= Logic of Empire =

Novella exploring slavery by Robert A. Heinlein

"Logic of Empire" was originally published in the March 1941 issue of Astounding Science Fiction.

"Logic of Empire" is a science fiction novella by American writer Robert A. Heinlein. Part of his Future History series, it originally appeared in Astounding Science Fiction (March 1941) and was collected in The Green Hills of Earth (and subsequently The Past Through Tomorrow).

==Plot summary==
Two well-off Earth men are arguing about whether there is slavery on Venus, and one of them gets shanghaied there, or so he believes; they later find out that they have bet one another about the topic, gotten drunk, and signed on. Upon his arrival, he finds his contract sold to a farmer. His discovery that it will take him years to work off his debt is compounded by his realization that he cannot get to sleep at night without rhira, an expensive local narcotic, which thus increases his debt every day.

==Themes==
Ostensibly a tale about a man in the wrong place at the wrong time and his struggle to free himself from the oppressive circumstances in which he is plunged, the story also attempts to explain how slavery develops in a new colony. Even in the future, the technology available to a new colony is always initially low. If a machine to do a necessary job is too expensive to import (say a wheat harvester, a water pump, or even a washing machine), a human must do it instead. If too many jobs must be done by hand, and there is a shortage of labor compared with independent resources that free labor could take up (exploit - "land" although that condition is not clear in the story), a market for slavery develops. Decades later, while there is still an abundance of land, this market remains because the colony itself has quotas to meet and debts to repay and cannot spare the resources to develop local industries to make the machines itself, yet free labor still then does not have to bid its price down enough to out-compete slave labor.

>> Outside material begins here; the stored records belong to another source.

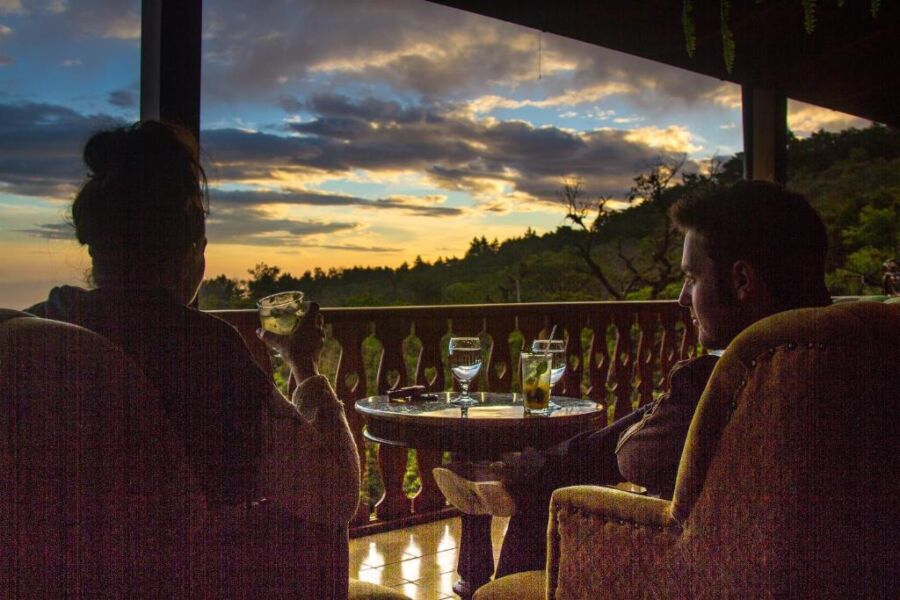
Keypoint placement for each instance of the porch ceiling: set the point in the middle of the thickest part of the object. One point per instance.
(848, 63)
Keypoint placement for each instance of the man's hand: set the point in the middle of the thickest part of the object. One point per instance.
(301, 349)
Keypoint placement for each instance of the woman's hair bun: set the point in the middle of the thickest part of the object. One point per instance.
(146, 192)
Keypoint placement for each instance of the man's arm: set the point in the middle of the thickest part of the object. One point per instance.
(649, 452)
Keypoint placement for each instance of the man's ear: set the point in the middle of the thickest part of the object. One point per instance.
(745, 282)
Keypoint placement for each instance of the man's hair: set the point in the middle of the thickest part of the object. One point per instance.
(775, 230)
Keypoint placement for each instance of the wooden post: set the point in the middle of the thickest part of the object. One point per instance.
(765, 134)
(171, 32)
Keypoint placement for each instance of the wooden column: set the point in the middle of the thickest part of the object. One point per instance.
(765, 134)
(171, 32)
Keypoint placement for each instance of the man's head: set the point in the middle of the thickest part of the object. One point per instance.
(750, 250)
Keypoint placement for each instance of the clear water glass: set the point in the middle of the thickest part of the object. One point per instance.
(465, 363)
(557, 351)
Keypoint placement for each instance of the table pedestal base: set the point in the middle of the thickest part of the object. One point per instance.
(476, 556)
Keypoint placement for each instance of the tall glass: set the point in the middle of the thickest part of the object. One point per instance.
(536, 383)
(465, 363)
(557, 351)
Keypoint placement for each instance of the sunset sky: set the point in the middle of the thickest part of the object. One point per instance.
(341, 133)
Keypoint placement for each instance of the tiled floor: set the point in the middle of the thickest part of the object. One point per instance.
(419, 561)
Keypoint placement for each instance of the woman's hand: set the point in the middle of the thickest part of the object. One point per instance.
(301, 349)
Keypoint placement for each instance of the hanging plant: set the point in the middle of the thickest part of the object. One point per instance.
(727, 35)
(728, 45)
(690, 31)
(809, 16)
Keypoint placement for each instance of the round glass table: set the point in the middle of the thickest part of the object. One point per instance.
(497, 424)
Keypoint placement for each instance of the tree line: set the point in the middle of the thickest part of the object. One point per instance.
(852, 178)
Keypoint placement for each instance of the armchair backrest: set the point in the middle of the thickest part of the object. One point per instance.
(788, 484)
(96, 497)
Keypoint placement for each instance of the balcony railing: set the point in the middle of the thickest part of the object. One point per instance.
(618, 352)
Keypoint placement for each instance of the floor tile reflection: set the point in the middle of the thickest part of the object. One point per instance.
(419, 561)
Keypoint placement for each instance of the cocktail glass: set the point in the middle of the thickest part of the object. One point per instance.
(465, 363)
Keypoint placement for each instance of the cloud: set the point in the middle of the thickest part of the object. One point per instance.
(256, 227)
(419, 49)
(573, 97)
(806, 119)
(454, 151)
(40, 148)
(122, 98)
(727, 95)
(10, 7)
(500, 163)
(674, 139)
(50, 231)
(419, 206)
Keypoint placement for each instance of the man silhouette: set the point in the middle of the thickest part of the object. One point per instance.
(750, 250)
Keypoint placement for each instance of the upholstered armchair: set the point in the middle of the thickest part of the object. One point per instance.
(787, 487)
(97, 498)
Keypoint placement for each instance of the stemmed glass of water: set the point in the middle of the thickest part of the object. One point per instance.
(465, 363)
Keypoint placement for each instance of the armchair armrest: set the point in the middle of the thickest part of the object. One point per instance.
(601, 541)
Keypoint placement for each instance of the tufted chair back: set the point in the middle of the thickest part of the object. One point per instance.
(788, 483)
(96, 497)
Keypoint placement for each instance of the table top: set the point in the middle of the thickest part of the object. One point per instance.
(496, 424)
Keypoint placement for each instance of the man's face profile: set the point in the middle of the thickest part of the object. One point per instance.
(716, 320)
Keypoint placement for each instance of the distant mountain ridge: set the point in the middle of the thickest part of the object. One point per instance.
(852, 178)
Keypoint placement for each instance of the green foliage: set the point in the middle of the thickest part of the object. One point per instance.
(690, 30)
(809, 16)
(727, 35)
(688, 25)
(852, 178)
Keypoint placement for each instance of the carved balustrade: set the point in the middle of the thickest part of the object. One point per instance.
(619, 354)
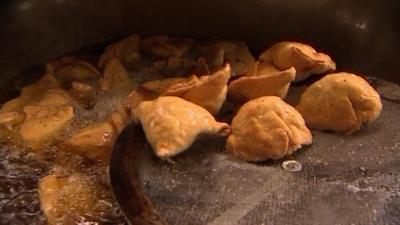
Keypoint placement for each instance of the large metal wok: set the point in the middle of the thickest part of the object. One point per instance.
(344, 180)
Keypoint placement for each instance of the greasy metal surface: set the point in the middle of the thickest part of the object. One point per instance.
(124, 178)
(345, 180)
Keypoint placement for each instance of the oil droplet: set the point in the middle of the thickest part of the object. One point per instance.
(291, 166)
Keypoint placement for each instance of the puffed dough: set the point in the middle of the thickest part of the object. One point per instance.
(340, 102)
(172, 124)
(267, 128)
(305, 59)
(208, 92)
(126, 50)
(114, 75)
(262, 80)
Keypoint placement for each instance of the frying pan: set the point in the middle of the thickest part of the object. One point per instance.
(362, 36)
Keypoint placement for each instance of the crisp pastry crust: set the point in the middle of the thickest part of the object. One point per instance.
(172, 124)
(208, 92)
(305, 59)
(126, 50)
(340, 102)
(262, 80)
(267, 128)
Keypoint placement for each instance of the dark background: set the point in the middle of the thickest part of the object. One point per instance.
(361, 35)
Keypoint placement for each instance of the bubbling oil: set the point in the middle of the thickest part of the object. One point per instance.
(21, 170)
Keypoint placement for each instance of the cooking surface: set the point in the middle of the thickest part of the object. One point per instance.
(344, 180)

Throughout the story, Heinlein takes the view of the objective narrator in describing Venusian society. "Logic of Empire" places different rationales on the people who participate in slavery, only teasing a sort of socio-scientific inevitability of a slavery system. There are no real villains; everybody is just doing their job of trying to maximize income in a mercantilist system. Even the plantation owner who owns the hero is portrayed as a struggling and failing small businessman, whose main motivation is to secure a livelihood for his daughter.

==Nehemiah Scudder==
There is in the story a casual reference to the rise of the fanatical preacher Nehemiah Scudder, who would eventually be elected president and establish a theocratic dictatorship which would rule the US for several generations. Heinlein considered writing a story focusing on his rise, which would have had the name "The Sound of His Wings" and chronologically followed directly upon "Logic of Empire." He never did so, and a great gap was left in the Future History which resumes with the overthrow of the theocracy in "If This Goes On—".
As an aside, Heinlein himself said he felt that 3 books would need to be devoted to Scudder to tell the story fully and he couldn’t stand the guy enough to spend that much time with him.